5 HISTORY AND PROSPECTS

5.1. BRIEF PROFILE

5.1.1. The Offerors

Saif Holdings Limited

Saif Holdings Limited ("SHL") was incorporated on February 4, 1993, and is the parent company of SPL.
SHL defines and reviews the business and investment activities of the Saif Group and provides consultancy
and other related services to associated companies.

SHL investment portfolio includes:

• Textiles (Saif Textile Mills Limited, Kohat Textile Mills Limited, Mediterranean Textile Company);

• Power generation (Saif Power Limited)

• Oil and Gas Exploration (Saif Energy Limited)

• Information Technology (Softech Systems Private Limited)

• Healthcare Services (Saif Healthcare Limited)

• Real Estate (Utopia Developers Private Limited, Elite Estates Private Limited) &

• Environmental Management (Lahore Compost Private Limited)

SHL undertakes the following work:

a. Building networks with project partners and achieving shared objectives through the utilization of synergies;

b. Managing network and alliance development;

c. Assisting in Governmental & Regulatory Relations services;

d. Providing strategic assistance and advisory services on asset acquisition and procurement;

e. Nurturing an enterprise culture throughout the organization;

f. Establishing the benchmark for recruitment and people development.

HL is headquartered in Islamabad, Pakistan and it has a strong corporate presence, including field operations,
anufacturing facilities and offices across Pakistan.

SHL is also the primary implementation authority of the Saif Group for programs in Human Resource
Development, IT Department and Administrative Support.

Page 39 of 88
5.1.2. The Company

SPL was incorporated in Pakistan on 11 November 2004 as a public limited company under the
Companies Ordinance 1984. The Company operates a 225 MW combined cycle thermal power project,
with a net capacity of 209 MW, under the government of Pakistan's ("GOP") power policy 2002 on
a build, own and operate basis in the Sahiwal District of Punjab.
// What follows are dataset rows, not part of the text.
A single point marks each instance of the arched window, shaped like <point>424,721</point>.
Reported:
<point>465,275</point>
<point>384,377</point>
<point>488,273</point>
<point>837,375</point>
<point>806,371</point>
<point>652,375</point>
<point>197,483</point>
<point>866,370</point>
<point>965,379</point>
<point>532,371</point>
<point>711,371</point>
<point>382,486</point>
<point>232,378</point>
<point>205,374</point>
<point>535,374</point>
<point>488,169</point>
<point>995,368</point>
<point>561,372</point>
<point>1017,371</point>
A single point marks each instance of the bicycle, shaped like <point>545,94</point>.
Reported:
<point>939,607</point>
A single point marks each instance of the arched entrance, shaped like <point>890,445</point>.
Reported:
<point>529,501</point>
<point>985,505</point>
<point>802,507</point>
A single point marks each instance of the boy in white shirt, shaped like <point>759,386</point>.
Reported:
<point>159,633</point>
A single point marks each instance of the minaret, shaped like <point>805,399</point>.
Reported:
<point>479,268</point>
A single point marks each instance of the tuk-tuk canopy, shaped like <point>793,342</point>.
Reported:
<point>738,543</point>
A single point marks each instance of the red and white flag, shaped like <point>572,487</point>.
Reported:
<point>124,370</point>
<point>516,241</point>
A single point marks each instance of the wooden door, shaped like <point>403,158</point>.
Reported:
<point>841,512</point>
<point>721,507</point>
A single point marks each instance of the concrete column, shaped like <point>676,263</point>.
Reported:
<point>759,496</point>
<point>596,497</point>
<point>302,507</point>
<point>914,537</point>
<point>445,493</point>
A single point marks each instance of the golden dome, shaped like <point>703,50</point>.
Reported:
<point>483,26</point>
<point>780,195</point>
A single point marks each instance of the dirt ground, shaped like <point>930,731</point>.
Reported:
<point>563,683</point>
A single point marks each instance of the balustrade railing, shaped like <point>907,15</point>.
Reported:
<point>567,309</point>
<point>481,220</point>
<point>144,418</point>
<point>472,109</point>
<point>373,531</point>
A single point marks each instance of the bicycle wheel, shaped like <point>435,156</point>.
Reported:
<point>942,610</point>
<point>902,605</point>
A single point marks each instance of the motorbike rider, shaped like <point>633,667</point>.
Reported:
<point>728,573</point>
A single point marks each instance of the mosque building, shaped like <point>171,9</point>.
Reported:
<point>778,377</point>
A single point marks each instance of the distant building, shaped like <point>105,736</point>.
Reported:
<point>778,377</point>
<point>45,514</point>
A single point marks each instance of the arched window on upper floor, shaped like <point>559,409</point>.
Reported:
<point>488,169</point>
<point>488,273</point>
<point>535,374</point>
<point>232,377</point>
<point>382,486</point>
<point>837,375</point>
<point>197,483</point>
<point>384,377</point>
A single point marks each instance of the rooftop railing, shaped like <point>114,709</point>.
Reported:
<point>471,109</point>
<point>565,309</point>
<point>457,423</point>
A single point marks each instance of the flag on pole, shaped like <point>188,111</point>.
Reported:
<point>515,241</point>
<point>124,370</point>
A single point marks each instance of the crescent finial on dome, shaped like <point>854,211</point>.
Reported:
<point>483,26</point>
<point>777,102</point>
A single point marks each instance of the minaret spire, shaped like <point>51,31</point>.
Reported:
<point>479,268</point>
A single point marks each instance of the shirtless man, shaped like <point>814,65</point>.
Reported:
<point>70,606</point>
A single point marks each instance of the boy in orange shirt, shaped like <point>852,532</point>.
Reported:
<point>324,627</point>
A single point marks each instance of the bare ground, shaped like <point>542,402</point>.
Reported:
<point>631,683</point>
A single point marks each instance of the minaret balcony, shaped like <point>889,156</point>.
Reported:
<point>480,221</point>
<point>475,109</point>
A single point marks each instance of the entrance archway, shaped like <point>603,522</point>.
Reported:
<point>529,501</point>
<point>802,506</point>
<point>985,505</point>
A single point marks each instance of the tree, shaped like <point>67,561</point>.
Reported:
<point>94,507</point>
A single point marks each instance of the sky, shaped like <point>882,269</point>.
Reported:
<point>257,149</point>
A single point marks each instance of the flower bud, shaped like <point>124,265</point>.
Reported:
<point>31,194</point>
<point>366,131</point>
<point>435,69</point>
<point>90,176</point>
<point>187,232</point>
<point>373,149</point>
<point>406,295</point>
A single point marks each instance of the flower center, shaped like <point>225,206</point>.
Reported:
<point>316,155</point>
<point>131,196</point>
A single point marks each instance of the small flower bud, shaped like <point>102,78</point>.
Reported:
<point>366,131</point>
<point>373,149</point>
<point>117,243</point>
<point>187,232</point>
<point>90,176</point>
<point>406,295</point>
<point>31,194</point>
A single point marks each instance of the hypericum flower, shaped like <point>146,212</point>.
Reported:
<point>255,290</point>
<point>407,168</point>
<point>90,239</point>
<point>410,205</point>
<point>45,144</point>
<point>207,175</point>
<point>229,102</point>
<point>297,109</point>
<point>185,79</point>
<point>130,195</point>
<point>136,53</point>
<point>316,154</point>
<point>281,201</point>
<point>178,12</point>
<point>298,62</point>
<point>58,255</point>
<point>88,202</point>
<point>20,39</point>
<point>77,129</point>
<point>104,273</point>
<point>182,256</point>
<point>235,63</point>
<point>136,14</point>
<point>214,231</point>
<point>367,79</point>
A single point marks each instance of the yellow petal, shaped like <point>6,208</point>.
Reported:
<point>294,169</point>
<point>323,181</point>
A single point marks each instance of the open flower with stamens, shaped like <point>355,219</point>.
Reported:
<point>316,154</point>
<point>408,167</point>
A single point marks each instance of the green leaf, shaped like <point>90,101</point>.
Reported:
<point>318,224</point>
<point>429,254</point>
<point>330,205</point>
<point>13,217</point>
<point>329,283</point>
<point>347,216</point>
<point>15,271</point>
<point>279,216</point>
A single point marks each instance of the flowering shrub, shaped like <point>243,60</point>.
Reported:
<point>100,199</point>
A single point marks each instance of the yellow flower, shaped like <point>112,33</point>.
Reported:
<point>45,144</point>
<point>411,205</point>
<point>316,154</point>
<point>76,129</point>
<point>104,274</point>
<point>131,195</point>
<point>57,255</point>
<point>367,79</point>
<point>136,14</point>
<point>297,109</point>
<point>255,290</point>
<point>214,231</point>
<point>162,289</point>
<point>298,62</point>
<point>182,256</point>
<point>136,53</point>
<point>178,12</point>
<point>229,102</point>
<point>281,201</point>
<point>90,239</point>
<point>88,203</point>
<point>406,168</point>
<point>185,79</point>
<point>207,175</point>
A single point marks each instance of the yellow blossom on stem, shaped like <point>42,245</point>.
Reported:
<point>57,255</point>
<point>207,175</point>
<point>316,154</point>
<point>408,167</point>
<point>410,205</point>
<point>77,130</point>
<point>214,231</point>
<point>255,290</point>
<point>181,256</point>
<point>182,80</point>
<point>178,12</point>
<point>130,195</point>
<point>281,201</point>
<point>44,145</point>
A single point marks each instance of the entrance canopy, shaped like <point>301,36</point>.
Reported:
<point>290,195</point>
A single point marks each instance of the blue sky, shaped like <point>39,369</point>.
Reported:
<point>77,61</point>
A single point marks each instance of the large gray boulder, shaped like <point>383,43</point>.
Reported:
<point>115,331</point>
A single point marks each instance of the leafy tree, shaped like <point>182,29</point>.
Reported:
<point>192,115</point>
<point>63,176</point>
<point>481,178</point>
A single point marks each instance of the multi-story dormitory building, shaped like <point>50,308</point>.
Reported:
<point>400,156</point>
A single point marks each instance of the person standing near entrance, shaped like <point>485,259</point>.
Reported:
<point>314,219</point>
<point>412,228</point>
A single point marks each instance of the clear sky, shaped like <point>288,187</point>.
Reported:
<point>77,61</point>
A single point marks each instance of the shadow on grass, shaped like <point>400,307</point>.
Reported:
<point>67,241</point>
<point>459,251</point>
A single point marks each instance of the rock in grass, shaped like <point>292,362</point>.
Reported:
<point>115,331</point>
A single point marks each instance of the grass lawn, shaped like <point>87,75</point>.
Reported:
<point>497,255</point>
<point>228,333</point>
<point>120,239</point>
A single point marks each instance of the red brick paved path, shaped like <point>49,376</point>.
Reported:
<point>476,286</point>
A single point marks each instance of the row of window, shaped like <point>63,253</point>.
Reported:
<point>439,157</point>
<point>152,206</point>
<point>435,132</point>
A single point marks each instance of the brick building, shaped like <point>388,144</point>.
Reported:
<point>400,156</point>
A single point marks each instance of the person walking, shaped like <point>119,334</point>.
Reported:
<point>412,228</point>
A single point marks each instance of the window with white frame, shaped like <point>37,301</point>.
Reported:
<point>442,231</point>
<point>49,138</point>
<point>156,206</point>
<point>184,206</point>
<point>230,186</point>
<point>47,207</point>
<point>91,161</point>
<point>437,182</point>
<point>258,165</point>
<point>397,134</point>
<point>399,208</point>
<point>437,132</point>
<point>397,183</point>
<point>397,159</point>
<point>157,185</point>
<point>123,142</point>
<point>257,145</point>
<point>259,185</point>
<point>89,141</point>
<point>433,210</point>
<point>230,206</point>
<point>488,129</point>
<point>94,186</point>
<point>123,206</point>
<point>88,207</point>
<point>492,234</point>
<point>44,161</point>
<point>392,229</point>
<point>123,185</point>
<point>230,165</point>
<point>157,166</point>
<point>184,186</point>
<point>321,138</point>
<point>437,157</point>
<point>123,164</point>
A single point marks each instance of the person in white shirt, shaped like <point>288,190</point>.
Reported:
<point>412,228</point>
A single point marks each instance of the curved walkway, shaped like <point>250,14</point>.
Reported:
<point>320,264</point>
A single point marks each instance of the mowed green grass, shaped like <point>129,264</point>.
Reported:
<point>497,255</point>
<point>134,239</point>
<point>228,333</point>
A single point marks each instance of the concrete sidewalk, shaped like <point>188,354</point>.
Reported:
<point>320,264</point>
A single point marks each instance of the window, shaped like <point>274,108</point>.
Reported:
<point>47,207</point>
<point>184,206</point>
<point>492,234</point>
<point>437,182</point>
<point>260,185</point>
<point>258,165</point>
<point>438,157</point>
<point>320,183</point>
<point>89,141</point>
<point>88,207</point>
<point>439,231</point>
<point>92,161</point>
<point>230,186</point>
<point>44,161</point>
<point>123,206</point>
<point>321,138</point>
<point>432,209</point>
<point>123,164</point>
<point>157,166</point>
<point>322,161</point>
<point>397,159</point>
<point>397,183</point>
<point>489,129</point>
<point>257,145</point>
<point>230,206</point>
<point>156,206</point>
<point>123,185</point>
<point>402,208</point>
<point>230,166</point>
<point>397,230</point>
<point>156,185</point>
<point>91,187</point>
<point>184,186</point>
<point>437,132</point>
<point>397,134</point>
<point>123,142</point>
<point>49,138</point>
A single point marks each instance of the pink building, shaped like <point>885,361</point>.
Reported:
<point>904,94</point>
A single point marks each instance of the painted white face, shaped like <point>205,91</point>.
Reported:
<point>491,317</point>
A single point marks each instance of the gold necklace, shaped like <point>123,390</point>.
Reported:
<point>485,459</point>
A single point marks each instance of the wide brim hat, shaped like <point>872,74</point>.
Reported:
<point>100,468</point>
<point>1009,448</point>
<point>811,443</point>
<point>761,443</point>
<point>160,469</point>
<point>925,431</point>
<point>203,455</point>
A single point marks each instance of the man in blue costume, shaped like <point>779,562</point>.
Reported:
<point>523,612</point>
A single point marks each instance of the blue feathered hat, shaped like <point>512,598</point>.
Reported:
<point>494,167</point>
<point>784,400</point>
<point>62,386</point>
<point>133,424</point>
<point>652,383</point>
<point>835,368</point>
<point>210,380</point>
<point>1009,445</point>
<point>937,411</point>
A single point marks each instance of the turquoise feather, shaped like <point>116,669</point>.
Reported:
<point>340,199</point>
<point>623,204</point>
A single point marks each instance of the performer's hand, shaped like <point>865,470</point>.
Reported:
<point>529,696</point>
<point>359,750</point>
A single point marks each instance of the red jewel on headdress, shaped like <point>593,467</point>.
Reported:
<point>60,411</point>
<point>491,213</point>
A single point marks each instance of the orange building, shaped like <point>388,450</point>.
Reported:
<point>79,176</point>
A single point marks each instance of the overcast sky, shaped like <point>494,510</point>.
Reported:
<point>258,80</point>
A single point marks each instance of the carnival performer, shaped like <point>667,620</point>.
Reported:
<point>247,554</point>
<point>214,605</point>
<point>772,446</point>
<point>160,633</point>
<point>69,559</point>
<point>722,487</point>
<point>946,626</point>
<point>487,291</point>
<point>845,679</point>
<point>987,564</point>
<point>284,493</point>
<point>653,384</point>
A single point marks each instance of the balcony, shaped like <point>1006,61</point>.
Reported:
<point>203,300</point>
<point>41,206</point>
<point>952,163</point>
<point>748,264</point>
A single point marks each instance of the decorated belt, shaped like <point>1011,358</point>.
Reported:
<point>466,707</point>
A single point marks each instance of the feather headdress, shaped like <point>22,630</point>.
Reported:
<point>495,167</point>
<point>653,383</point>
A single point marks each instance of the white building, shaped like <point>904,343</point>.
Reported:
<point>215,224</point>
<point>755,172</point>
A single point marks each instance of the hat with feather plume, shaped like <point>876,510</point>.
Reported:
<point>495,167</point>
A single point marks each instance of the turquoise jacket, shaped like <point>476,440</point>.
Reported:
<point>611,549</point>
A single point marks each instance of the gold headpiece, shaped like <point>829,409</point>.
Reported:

The Company is selling electricity
to NTDCL through a power purchase agreement dated 30th April 2007 (the "PPA") which has a tenor
of thirty (30) years.

SPL achieved financial close on 11th September 2007 and commercial operations date was achieved
on 30 April 2010. The principal sponsor of SPL is SHL, a holding company owned by Saif Group,
one of the leading business conglomerates in Pakistan.

The Company has completed its fourth anniversary of operations and has met all the performance
indicators satisfactorily.

5.1.3. Tariff Structure

NEPRA has determined a tariff for SPL for thirty (30) years which is the tenor of the PPA. The Tariff,
under GOP Policy, gives an equity return of 18.5% in US Dollar terms for the thirty (30) year period.
Quarterly indexations are applied by NEPRA to ensure that US$/PKRs parity and pertinent CPI/WPI
parity is adjusted to account for the 18.5% return.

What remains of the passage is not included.